HER ÖĞRENCİ BİR DÜNYA
Dağ, hayatı orada öğrendiğini, tek başına bir şeyleri yapabilmenin, yaşam mücadelesini verebilmenin haklı gururunu ve mutluluğunu yaşadığını belirterek, "Çünkü bir insan kendi işini kendisi yaptığı zaman mutlu olur ve o zaman kendine güven duyar. Ben bununla beraber öz güven sahibi oldum, birilerinin hayatına yön vermem gerektiğinin kararını verdim çünkü her öğrenci ve her insan, bir dünya. Ben o dünyanın kapılarından girmek istedim. Çok şükür sınavı kazanınca oldu." ifadelerini kullandı.Gözündeki ağrıların ameliyat olmadan son bulmadığını anlatan Dağ, "O yüzden doğumumdan 7 yaşına kadar 7 defa ameliyat oldum. Nihayetinde göz tansiyonu düşürüldü ve ağrılarım kesildi. Sonrasında bir ameliyat sürecim olmadı. Zaten tıbbi olarak gözlerimin görmesi gibi bir durum yok çünkü gözden beyne giden damar yok." dedi.
ONLARA YARDIMCI OLUYOR
Dağ, ders anlatmak için kabartma ekran olarak da geçen "BrailleMe" cihazı kullandığını söyledi. Evde öğrencilere hangi konuyu anlatacağının hazırlığını yaptığını ve bilgisayar üzerinden ekran okuyucu program yardımıyla da hazırlandığını anlatan Dağ, şunları kaydetti:"Sonra bu cihaza aktarırım ve kabartmaya çevirir. Sözel de bir ders olduğu için yazanları buradan okurum. Öğrenciler defterlerine yazarlar. Onlar bana yardımcı olmak için değil, ben onlara yardımcı olmak için buradayım. Bu sınıfa giriyor olmamı bile onlar için hayata hazırlık olarak düşünüyorum.
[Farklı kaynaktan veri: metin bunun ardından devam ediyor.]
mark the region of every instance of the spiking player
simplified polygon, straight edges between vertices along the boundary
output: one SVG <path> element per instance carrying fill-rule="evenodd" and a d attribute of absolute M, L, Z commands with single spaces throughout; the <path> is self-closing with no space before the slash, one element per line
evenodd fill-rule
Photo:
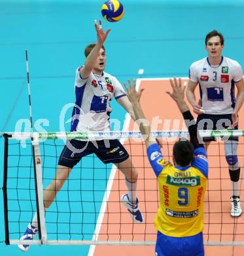
<path fill-rule="evenodd" d="M 155 254 L 158 256 L 203 256 L 203 200 L 208 164 L 203 144 L 198 139 L 197 125 L 184 100 L 184 88 L 174 79 L 170 80 L 173 93 L 167 93 L 176 102 L 188 127 L 190 142 L 179 140 L 173 148 L 173 166 L 162 155 L 155 139 L 150 138 L 150 126 L 140 123 L 146 136 L 147 156 L 157 177 L 160 206 L 154 221 L 158 230 Z M 135 81 L 129 88 L 125 84 L 137 119 L 145 119 L 138 99 L 141 91 L 135 91 Z M 186 122 L 186 125 L 188 125 Z"/>
<path fill-rule="evenodd" d="M 73 112 L 71 131 L 110 131 L 109 115 L 112 108 L 109 105 L 113 98 L 117 100 L 135 120 L 130 102 L 121 90 L 123 87 L 114 76 L 103 72 L 106 63 L 103 43 L 110 32 L 103 32 L 101 22 L 99 26 L 95 22 L 97 43 L 89 45 L 84 50 L 86 57 L 84 65 L 76 71 L 76 103 Z M 55 179 L 44 191 L 44 205 L 48 208 L 56 194 L 67 180 L 72 168 L 81 158 L 94 153 L 104 163 L 113 163 L 125 175 L 128 193 L 122 196 L 121 201 L 127 207 L 132 219 L 143 222 L 138 207 L 136 196 L 138 173 L 124 146 L 118 140 L 82 141 L 71 140 L 67 142 L 59 160 Z M 37 216 L 35 213 L 31 223 L 20 238 L 32 240 L 38 232 Z M 28 245 L 19 245 L 26 251 Z"/>
<path fill-rule="evenodd" d="M 205 49 L 208 56 L 194 62 L 189 70 L 189 82 L 186 96 L 198 114 L 199 129 L 222 129 L 228 127 L 238 129 L 238 112 L 244 101 L 244 83 L 242 69 L 235 60 L 222 56 L 224 37 L 216 30 L 205 37 Z M 199 84 L 201 104 L 196 100 L 194 91 Z M 237 95 L 235 98 L 235 84 Z M 203 110 L 204 112 L 203 113 Z M 206 148 L 213 137 L 203 138 Z M 225 155 L 232 182 L 231 196 L 232 217 L 242 213 L 239 197 L 240 165 L 237 158 L 238 137 L 230 137 L 224 142 Z"/>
Belki de çoğunun benden önce görme engelli bir tanıdığı yoktu. İnsanların engellilere karşı zihinlerinde, ´Bir şey yapamaz, evde oturur dışarı çıkamaz, insanlara muhtaçtır.´ algısı var. Ben bunu yıkmış oldum. Mezun ettiğim ve üniversiteye giden öğrencilerim var. Halen takiplerini yapıyorum çünkü onların hayatına dokundum ve elimi hayatlarından çekmek istemiyorum."
15 YILDIR YALNIZ GEZİYORUM
Dağ, düzenli kaldırımlar ve yollar olmadığı için görme engellerin zorluklar yaşayabildiğini, bir yolu birisiyle iki kez gittikleri zaman orayı öğrendiklerini belirtti.Okullardaki akıllı tahtaların görme engellilerin de kullanabileceği tarzda olması gerektiğini anlatan Dağ, "Bastonumu hiçbir zaman yanından ayırmıyor ve onun aracılığıyla ilerliyorum. Tabii ki insanların ters tepkileriyle karşılaşıyorum ama artık alıştık. Neredeyse 15 yıldır sokaklarda yalnız geziyorum." değerlendirmesinde bulundu.